ISAÍAS 11, 9
Não sei se conhecem
a última anedota do Joãozinho…
Então
é assim: o Joãozinho é filho único. Debaixo da árvore de natal estão mais de
vinte ofertas. Todas para ele. Abre-as com comentários enfastiados perante a
ausência imperturbável dos pais, que o acompanham na tarefa de desimpedir a
sala dos papéis de oferta. Nessa mesma noite o Joãozinho sabe, pelos tios, que
o primo, o Chiquinho, teve uma consola de último grito com Ronaldo e Messi mais
que reais. O Joãozinho amua poderosamente.
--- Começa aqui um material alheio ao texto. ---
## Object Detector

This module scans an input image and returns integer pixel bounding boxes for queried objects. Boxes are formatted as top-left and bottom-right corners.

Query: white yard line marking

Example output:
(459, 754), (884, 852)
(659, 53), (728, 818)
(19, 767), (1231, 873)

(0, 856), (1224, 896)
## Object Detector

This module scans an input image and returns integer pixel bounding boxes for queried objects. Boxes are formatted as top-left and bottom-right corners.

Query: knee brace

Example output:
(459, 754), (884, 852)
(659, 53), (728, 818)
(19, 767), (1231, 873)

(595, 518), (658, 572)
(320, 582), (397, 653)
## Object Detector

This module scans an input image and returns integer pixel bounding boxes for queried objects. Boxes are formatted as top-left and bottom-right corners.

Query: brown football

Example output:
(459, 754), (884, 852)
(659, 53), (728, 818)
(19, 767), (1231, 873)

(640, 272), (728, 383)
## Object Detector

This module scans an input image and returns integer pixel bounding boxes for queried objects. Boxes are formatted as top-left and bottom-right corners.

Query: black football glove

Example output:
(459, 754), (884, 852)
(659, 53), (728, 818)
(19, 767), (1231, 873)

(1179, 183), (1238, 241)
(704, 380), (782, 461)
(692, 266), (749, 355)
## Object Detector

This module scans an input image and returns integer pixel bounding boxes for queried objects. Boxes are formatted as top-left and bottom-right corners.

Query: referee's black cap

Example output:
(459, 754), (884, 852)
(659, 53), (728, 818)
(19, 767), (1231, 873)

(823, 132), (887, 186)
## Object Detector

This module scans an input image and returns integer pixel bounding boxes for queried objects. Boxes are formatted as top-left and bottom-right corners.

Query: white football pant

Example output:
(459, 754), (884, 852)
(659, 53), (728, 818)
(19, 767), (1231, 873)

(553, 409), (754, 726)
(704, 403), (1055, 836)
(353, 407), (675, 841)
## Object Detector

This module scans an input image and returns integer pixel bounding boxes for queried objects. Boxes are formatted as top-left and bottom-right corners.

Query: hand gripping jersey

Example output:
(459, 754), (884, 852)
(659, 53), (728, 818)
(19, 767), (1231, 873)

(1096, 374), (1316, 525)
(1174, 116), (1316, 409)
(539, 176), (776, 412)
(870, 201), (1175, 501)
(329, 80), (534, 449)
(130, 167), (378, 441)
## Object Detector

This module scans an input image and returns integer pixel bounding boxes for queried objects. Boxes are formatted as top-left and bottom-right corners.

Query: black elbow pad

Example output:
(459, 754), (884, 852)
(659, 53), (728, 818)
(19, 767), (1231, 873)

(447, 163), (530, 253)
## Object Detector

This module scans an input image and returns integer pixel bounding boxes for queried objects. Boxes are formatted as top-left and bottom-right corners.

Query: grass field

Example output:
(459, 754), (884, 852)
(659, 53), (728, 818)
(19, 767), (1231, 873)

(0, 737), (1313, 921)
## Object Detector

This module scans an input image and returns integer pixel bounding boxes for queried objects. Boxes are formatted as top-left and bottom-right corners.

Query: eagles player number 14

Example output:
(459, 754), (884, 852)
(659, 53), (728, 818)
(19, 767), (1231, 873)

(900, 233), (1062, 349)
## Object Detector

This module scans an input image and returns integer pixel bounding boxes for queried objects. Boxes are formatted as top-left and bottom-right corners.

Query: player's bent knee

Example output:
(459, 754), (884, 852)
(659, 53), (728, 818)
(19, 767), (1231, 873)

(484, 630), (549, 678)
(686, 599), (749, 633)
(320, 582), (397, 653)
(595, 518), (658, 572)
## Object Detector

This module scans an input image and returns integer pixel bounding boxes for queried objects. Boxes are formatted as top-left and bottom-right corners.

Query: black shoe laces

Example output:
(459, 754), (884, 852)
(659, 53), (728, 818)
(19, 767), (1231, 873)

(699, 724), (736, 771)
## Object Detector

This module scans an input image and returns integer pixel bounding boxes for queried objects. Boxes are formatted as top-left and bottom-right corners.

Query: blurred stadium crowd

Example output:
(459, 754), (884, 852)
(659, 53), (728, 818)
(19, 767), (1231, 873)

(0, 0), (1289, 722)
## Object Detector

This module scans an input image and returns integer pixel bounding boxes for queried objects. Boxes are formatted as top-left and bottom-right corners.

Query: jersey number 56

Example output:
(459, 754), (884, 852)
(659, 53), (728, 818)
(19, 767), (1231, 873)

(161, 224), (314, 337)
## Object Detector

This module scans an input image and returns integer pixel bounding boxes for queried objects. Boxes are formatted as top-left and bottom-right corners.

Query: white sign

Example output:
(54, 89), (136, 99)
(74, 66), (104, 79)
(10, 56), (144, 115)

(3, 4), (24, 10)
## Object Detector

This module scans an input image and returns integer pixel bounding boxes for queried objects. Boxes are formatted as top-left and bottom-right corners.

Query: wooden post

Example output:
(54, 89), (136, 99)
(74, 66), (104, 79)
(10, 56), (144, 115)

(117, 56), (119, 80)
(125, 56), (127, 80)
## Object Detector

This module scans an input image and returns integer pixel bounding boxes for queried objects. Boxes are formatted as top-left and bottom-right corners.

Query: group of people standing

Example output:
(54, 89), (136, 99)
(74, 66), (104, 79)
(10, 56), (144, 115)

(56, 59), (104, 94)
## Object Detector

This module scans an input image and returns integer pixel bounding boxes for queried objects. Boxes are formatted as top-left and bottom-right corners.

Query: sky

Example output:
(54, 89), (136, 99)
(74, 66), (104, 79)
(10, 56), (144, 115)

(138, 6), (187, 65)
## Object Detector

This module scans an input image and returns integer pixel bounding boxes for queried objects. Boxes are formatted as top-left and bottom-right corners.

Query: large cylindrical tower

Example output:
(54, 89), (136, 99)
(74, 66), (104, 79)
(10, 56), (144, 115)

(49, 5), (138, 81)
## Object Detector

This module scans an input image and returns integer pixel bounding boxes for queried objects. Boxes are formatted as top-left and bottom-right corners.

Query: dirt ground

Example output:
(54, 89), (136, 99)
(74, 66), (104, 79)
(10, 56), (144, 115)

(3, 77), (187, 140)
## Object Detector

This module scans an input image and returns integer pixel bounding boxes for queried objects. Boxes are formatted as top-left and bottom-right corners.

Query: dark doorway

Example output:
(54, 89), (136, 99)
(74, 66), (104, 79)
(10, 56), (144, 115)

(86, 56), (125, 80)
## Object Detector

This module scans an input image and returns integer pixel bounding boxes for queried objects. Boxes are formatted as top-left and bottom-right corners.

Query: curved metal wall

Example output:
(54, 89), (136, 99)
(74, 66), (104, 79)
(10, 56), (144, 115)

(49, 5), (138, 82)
Renuncia, em sindical protesto, às
ofertas todas, fecha-se no quarto e não quer comer, decisão de que os pais o
tentam dissuadir, apesar de respeitarem democraticamente a liberdade do menino.
Quando reabre o comércio, os pais tomam, com tácita concordância, a decisão
mais lógica: compram-lhe a consola, coisa que o Joãozinho nem acha demais,
porque não fazem senão o seu dever. Mais uma família feliz no reino de absurdos
em que o mundo se transforma nesta quadra.
A
cada ano engrossa o número dos que dizem que o Natal é uma época triste. Esta
atitude estranha contradiz tudo aquilo que queremos que o Natal seja: festa da
família, da alegria, do convívio, da intimidade, da paz e da solidariedade com
os pobres. Há cabazes de Natal cada vez mais compostos, as pessoas visitam-se
reciprocamente, cantam-se canções enternecedoras, trocam-se presentes. Porque é
que, para cada vez mais gente, o Natal é uma quadra cada vez mais triste? Já
perguntei a várias pessoas e as respostas divergem bastante: para uns é a
revolta de um mundo mais consumista a cada ano que passa; para outros, a
nostalgia dos natais da infância, onde as prendas eram menos pomposas e o
ambiente mais caloroso; há ainda quem diga que o Natal é a festa da hipocrisia,
com cabazes e sorrisos e visitas e ofertas que não têm continuidade no resto
dos dias.
Tenho
para mim que a “tristeza” do Natal vem de zonas mais profundas. É que esta
quadra mede, com uma exactidão desconcertante, a distância que nos separa de
nós mesmos. Quando éramos crianças tínhamos a certeza de uma coisa: íamos ser
pessoas muito melhores do que realmente acabámos por nos tornar. Esse pedaço de
gente que somos agora não corresponde aos sonhos da criança que ainda habita
dentro de nós. E é no Natal que o eu que somos e o eu que gostaríamos de ser se
encontram. Ou reencontram. Fazemos compras, exaurimos a nossa paciência e
criatividade em ofertas, enchemos a casa de luzes e a mesa de acepipes. E a
alma suficientemente vazia para não termos boas recordações de mais um Natal
como todos os outros. E os contos de natal, as histórias cheias de lições
morais, onde as crianças aprendem alguns dos mais belos valores da humanidade,
incomodam a nossa pacata separação de nós mesmos.
Para
mim, a história mais bela de Natal ainda é aquela do nascimento de Jesus.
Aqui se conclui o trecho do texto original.